En 1992 vous étiez Sancho sur scène pour le très réussi Don Quijote. Fragmentos de un discurso teatral, avec le grand Josep María Flotats dans le rôle de Quichotte.

Juan Echanove: Travailler avec Flotats... être dirigé par Scaparro, et un livret écrit par le plus grand scénariste du cinéma espagnol, Rafael Azcona, était un délice de la vie et une source de joie pour moi.

Quel est la place de l'œuvre de Cervantes dans votre vie en tant qu'acteur, réalisateur et en tant qu'homme ?

Juan Echanove: Cervantes est la grande source d'inspiration de mon sens de l'humour noir... et la racine profonde du Néoréalisme espagnol.
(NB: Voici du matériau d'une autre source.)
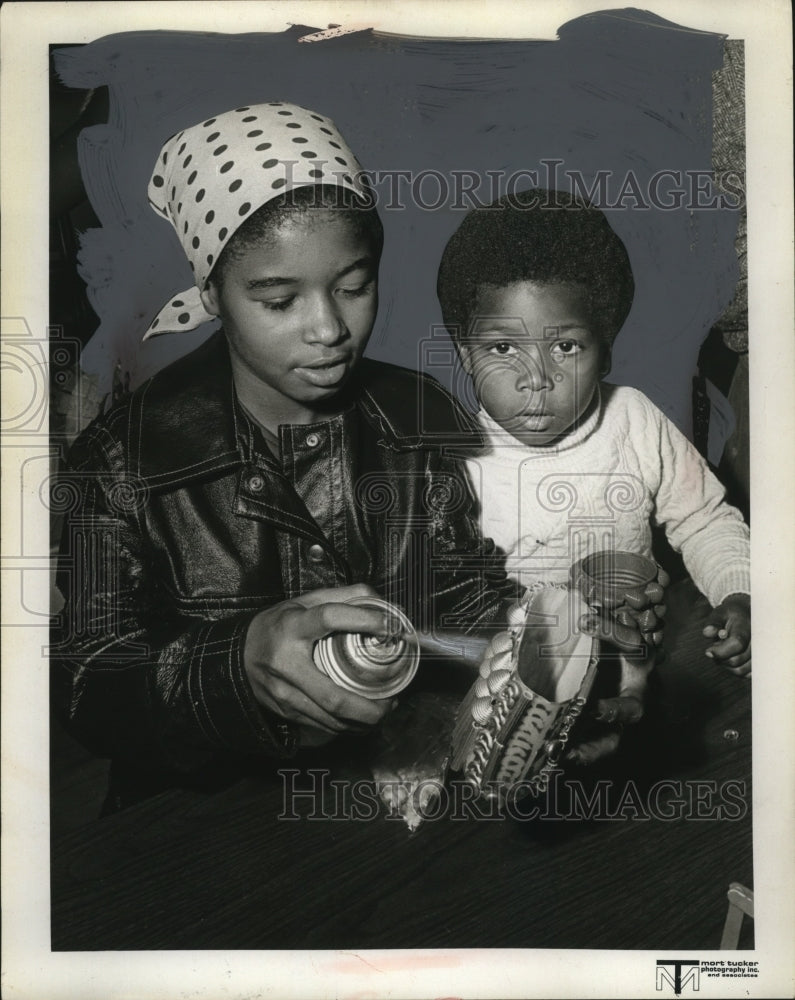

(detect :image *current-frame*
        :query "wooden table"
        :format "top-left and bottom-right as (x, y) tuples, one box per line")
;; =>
(52, 584), (753, 951)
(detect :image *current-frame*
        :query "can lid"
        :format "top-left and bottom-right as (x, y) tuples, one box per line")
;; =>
(313, 597), (420, 700)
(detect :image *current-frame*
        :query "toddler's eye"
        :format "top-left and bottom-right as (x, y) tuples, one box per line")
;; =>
(489, 340), (516, 358)
(550, 340), (582, 361)
(262, 295), (295, 312)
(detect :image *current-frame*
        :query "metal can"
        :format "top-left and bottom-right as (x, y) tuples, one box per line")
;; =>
(312, 597), (420, 700)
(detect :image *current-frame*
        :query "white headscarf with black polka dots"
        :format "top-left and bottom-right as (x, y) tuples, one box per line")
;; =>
(144, 101), (368, 340)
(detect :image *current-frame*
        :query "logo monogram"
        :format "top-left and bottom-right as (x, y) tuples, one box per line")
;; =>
(657, 958), (700, 996)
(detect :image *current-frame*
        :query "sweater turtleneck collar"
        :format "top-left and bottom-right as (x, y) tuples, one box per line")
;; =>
(476, 385), (602, 458)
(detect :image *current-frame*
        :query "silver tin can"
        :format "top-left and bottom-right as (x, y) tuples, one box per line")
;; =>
(312, 597), (420, 701)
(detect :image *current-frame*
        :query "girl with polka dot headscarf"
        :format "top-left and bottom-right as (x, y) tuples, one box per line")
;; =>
(144, 101), (371, 340)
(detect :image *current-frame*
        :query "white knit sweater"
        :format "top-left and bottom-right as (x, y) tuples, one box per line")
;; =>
(467, 383), (751, 606)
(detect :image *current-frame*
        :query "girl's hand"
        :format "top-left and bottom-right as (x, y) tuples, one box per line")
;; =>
(702, 594), (751, 677)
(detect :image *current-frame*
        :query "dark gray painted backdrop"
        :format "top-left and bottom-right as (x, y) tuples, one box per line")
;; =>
(53, 10), (737, 433)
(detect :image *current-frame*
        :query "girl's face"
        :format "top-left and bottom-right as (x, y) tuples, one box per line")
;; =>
(202, 208), (378, 427)
(461, 281), (604, 447)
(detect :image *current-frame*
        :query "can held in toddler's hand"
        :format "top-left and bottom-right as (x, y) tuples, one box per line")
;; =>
(312, 597), (420, 701)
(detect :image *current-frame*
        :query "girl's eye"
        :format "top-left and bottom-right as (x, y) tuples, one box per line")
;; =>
(550, 340), (582, 360)
(262, 295), (295, 312)
(489, 340), (516, 358)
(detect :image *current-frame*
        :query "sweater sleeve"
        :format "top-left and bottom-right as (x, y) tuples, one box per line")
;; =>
(646, 401), (751, 607)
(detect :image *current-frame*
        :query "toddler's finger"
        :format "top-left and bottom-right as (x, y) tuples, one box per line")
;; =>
(657, 566), (671, 587)
(565, 730), (621, 767)
(593, 695), (643, 725)
(705, 635), (747, 661)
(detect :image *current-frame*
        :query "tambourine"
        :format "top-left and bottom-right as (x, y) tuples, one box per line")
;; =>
(449, 586), (599, 801)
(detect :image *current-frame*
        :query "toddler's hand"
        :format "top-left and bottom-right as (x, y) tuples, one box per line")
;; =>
(703, 594), (751, 677)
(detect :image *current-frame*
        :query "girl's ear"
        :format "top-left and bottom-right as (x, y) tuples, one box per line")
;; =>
(199, 281), (221, 316)
(457, 344), (472, 375)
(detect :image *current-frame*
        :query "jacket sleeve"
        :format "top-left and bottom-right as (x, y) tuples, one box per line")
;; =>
(655, 402), (751, 607)
(419, 454), (517, 633)
(50, 421), (295, 773)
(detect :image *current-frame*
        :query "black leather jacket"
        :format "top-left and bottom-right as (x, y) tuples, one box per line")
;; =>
(51, 333), (508, 792)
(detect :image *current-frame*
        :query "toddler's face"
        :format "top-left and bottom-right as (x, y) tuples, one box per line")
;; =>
(202, 209), (378, 423)
(461, 281), (603, 447)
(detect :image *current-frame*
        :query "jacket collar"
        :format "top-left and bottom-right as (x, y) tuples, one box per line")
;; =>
(128, 330), (477, 487)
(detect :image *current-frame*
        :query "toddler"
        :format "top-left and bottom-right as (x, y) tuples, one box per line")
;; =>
(438, 190), (751, 675)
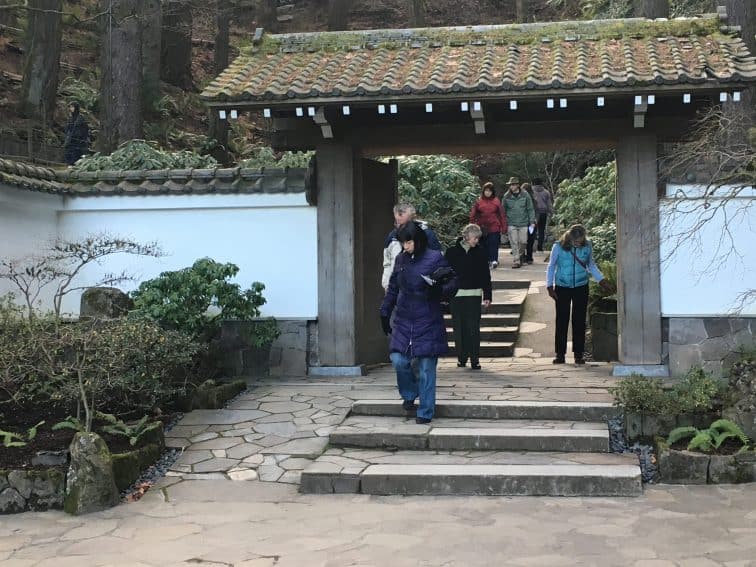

Avec le film Madregilda (1993), Francisco Regueiro vous a offert le défi extraordinaire de jouer un des rôles les plus risqués et les plus controversés qu'un acteur espagnol peut interpréter : Francisco Franco, ce qui vous a valu toute une série de récompenses.

Juan Echanove: Lorsque j'ai reçu la Coquille d'Argent du meilleur acteur au Festival de cinéma de San Sebastián je me souviens avoir dit que le cinéma est encore plus merveilleux qu'on pourrait l'imaginer, vu que dans mon cas, avec le personnage de Franco, j'ai pu constater qu'une chose capable de remplir votre vie de douleur peut un jour provoquer une des plus grandes joies.

Quel regard portez vous sur l'évolution de l'industrie espagnole du cinéma depuis les années 1980 ?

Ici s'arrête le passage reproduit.